Sepenuh langit dan sepenuh bumi, dan sepenuh apa yang Engkau inginkan dari sesuatu setelahnya.
HR. Muslim no. 1067 dari hadits Abdullah ibnu Abi Aufa.
Terkadang dengan tambahan :
مِلْءَ السَّمَاوَاتِ وَمِلْءَ الْأَرْضِ وَمِلْءَ مَا شِئْتَ مِنْ شَيْءٍ بَعْدُ، أَهْلَ الثَّنَاءِ وَالْمَجْدِ، لَا مَانِعَ لِمَا أَعْطَيْتَ، وَلَا مُعْطِيَ لِمَا مَنَعْتَ، وَلَا يَنْفَعُ ذَا الْجَدِّ مِنْكَ الْجَدُّ
Mil-as-samaawaati wa mil-al ardhi, wa mil-a maa syi’ta min syai-in ba’du, ahlats-tsanaa-i wal majdi, laa maani’a limaa a’thoita, wa laa mu’thiya limaa mana’ta, wa laa yanfa’u dzal jaddi minkal jadd.

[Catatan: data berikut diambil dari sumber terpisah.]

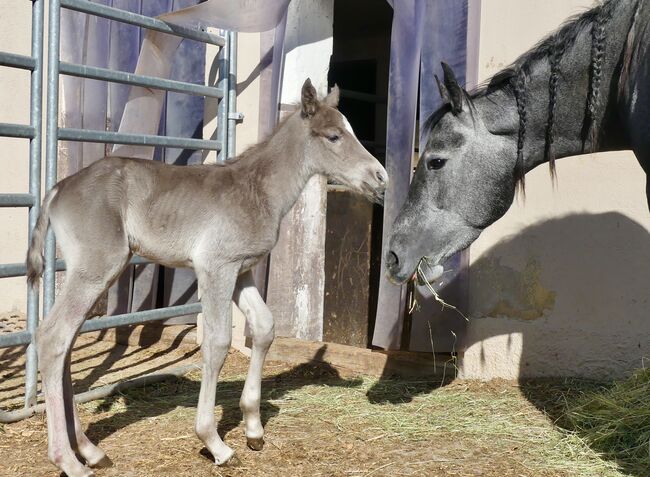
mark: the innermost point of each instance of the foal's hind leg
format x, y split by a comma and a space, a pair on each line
260, 321
83, 286
93, 455
216, 283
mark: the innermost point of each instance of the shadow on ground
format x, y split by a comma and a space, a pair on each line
599, 319
140, 404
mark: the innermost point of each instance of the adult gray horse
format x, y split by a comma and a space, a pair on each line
584, 88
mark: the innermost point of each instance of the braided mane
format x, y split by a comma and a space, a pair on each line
553, 48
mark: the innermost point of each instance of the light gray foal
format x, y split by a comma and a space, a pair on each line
218, 220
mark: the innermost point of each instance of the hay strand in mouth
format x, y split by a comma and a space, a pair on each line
422, 277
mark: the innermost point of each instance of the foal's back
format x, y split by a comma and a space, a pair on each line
158, 211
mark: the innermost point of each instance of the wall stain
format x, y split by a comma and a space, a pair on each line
501, 291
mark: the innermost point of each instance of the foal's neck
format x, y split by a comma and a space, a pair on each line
281, 167
571, 131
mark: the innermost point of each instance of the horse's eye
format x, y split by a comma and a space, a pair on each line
436, 163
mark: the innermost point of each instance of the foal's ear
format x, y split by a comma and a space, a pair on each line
309, 99
452, 93
332, 99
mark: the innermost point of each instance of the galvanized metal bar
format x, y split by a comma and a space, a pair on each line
123, 77
17, 338
16, 130
36, 120
51, 143
139, 317
222, 108
109, 137
141, 21
232, 93
11, 270
17, 61
16, 200
7, 417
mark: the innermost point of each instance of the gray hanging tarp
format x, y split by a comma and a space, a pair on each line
143, 109
406, 39
424, 33
444, 39
98, 105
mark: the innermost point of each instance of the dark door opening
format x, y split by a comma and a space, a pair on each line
359, 66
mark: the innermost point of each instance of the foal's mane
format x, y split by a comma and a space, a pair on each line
515, 78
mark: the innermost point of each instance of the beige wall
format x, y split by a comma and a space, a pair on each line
559, 285
15, 37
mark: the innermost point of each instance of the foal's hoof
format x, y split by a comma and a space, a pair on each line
255, 443
103, 463
232, 461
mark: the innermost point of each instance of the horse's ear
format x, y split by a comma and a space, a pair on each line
308, 99
455, 93
332, 99
444, 94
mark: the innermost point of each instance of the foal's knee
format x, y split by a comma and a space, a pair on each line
264, 332
48, 347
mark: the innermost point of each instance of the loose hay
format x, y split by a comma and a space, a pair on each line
616, 421
321, 422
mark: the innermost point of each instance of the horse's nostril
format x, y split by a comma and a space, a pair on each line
392, 260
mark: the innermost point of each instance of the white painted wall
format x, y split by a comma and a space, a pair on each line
559, 285
15, 37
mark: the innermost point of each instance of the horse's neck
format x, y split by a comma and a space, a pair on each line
282, 168
569, 135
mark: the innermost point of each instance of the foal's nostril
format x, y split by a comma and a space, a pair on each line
391, 259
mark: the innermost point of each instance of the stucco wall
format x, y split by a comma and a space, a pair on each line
559, 285
15, 37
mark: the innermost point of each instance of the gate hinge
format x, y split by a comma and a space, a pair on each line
237, 116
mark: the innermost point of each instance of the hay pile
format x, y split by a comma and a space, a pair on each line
615, 421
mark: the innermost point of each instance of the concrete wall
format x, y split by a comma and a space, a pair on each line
559, 285
15, 37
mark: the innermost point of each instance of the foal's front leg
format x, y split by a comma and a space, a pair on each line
260, 322
216, 285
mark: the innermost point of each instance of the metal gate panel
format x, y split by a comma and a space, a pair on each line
224, 144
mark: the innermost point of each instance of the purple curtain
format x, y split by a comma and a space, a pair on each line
90, 104
424, 33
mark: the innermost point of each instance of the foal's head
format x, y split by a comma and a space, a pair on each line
333, 149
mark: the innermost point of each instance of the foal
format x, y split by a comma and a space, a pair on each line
219, 220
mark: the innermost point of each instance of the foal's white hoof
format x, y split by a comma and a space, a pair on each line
103, 463
255, 443
230, 460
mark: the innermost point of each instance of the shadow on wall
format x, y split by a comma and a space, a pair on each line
564, 298
567, 297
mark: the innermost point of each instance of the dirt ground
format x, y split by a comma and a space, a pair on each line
319, 422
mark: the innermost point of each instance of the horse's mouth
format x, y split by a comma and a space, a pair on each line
426, 273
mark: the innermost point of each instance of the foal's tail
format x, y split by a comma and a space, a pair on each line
35, 251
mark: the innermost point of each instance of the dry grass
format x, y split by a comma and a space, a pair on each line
321, 422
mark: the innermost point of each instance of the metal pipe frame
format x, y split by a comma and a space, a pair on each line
143, 21
105, 74
233, 116
103, 391
225, 91
110, 137
222, 108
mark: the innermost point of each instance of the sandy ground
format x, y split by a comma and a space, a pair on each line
319, 422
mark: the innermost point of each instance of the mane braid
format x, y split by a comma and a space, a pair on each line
598, 38
521, 95
555, 58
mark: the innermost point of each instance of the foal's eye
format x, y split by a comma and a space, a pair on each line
436, 163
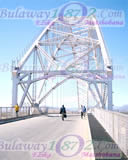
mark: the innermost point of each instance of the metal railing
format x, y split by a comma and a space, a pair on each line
116, 124
9, 112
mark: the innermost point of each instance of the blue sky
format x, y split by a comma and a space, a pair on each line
15, 35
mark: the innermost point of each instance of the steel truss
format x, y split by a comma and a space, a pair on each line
70, 52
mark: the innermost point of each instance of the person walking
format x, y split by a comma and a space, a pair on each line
83, 111
17, 109
63, 112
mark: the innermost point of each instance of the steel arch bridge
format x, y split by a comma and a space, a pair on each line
69, 51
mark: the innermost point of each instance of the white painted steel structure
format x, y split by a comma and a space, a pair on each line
69, 51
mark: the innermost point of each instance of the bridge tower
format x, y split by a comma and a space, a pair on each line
70, 51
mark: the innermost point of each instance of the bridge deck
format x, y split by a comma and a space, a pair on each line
100, 135
45, 133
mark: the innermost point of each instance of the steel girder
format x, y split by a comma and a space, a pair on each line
72, 52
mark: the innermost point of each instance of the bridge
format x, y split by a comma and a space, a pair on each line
64, 51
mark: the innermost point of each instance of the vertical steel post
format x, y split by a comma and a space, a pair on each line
110, 103
14, 88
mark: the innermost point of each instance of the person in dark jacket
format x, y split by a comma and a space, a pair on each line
63, 112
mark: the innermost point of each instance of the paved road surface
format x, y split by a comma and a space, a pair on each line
43, 138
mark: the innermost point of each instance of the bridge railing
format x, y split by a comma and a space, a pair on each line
116, 124
9, 112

Sepenuh langit dan sepenuh bumi, dan sepenuh apa yang Engkau inginkan dari sesuatu setelahnya. Engkau adalah Dzat yang berhak mendapat pujian dan kemuliaan. Tidak ada yang bisa menahan apa yang Engkau berikan, dan tidak ada yang bisa memberikan apa yang Engkau tahan. Tidak bermanfaat bagi-Mu kemuliaan/kedudukan orang yang memiliki kemuliaan.

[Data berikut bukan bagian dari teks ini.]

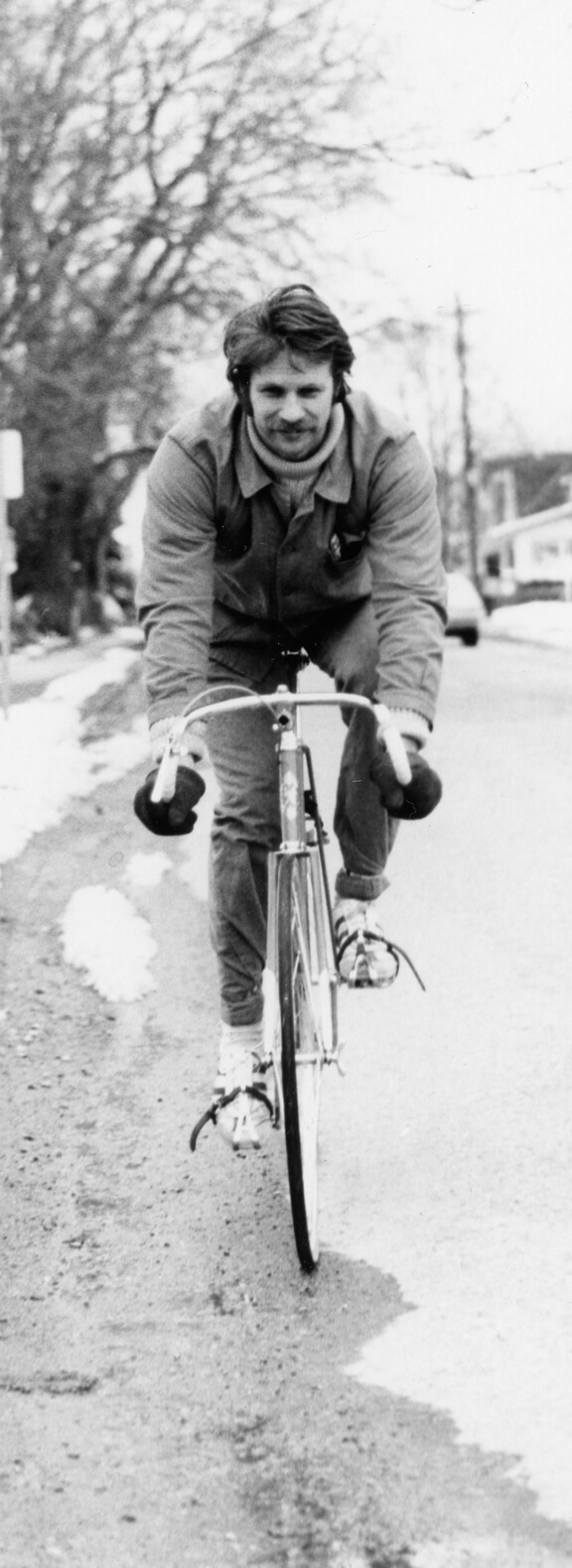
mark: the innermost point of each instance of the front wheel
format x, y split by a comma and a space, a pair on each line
301, 1054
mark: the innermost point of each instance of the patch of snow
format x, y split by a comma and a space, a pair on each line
43, 764
110, 941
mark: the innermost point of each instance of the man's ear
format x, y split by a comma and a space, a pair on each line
243, 394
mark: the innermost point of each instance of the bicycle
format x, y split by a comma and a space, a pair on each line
301, 979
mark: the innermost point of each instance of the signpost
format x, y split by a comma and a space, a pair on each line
11, 488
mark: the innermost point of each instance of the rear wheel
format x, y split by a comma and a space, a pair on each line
301, 1054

HR. Muslim, Nasai dan Ibn Hibban.
Terkadang dengan tambahan..
السَّمَاوَاتِ وَمِلْءَ الْأَرْضِ وَمَا بَيْنَهُمَا وَمِلْءَ مَا شِئْتَ مِنْ شَيْءٍ بَعْدُ، أَهْلَ الثَّنَاءِ وَالْمَجْدِ، لَا مَانِعَ لِمَا أَعْطَيْتَ، وَلَا مُعْطِيَ لِمَا مَنَعْتَ، وَلَا يَنْفَعُ ذَا الْجَدِّ مِنْكَ الْجَدُّ
Mil-as-samaawaati wa mil-al ardhi wa maa bainahumaa, wa mil-a maa syi’ta min syai-in ba’du, ahlats-tsanaa-i wal majdi, laa maani’a limaa a’thoita, wa laa mu’thiya limaa mana’ta, wa laa yanfa’u dzal jaddi minkal jadd.

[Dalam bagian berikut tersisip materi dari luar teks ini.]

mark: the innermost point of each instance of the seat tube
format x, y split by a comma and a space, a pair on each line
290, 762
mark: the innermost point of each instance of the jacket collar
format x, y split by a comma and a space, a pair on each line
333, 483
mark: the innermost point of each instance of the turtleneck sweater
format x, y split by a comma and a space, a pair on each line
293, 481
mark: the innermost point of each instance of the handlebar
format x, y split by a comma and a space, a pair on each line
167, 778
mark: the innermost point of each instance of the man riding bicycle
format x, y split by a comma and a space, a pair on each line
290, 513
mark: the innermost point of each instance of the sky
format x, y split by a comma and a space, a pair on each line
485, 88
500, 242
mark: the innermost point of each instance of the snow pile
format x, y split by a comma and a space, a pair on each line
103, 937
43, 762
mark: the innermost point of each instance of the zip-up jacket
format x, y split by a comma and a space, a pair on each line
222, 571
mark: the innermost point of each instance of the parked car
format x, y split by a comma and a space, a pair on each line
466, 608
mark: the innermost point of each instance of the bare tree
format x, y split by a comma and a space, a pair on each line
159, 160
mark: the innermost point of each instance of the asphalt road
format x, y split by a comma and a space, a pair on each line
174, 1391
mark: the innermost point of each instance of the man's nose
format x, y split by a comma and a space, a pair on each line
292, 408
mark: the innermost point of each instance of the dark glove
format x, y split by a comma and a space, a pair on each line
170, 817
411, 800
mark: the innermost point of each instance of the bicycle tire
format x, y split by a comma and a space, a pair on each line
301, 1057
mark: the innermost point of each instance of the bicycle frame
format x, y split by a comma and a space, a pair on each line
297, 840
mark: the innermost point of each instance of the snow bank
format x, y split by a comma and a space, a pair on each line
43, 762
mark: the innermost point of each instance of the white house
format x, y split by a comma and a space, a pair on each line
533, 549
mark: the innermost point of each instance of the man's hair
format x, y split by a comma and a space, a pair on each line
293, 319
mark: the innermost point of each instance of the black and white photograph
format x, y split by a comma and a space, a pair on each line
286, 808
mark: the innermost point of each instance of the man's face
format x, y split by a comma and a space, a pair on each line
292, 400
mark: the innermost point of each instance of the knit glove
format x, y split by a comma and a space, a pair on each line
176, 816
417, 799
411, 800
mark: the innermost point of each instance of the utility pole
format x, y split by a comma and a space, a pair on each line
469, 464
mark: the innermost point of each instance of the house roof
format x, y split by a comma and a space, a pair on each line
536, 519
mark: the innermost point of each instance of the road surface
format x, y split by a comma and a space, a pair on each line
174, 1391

Sepenuh langit dan sepenuh bumi, dan sepenuh apa yang ada di antara keduanya, dan sepenuh apa yang Engkau inginkan dari sesuatu setelahnya. Engkau adalah Dzat yang berhak mendapat pujian dan kemuliaan. Tidak ada yang bisa menahan apa yang Engkau berikan, dan tidak ada yang bisa memberikan apa yang Engkau tahan. Tidak bermanfaat bagi-Mu kemuliaan/kedudukan orang yang memiliki kemuliaan.
HR. Muslim no. 1072 dari Ibnu Abbas.
Sekali waktu dalam shalat malam, Rasulullah mengucapkan:
لِرَبِّيَ الْحَمْدُ، لِرَبِّيَ الْحَمْدُ
Li robbiyal hamdu, li robbiyal hamdu.
Hanya untuk Rabb-ku segala puji, hanya untuk Rabb-ku segala puji.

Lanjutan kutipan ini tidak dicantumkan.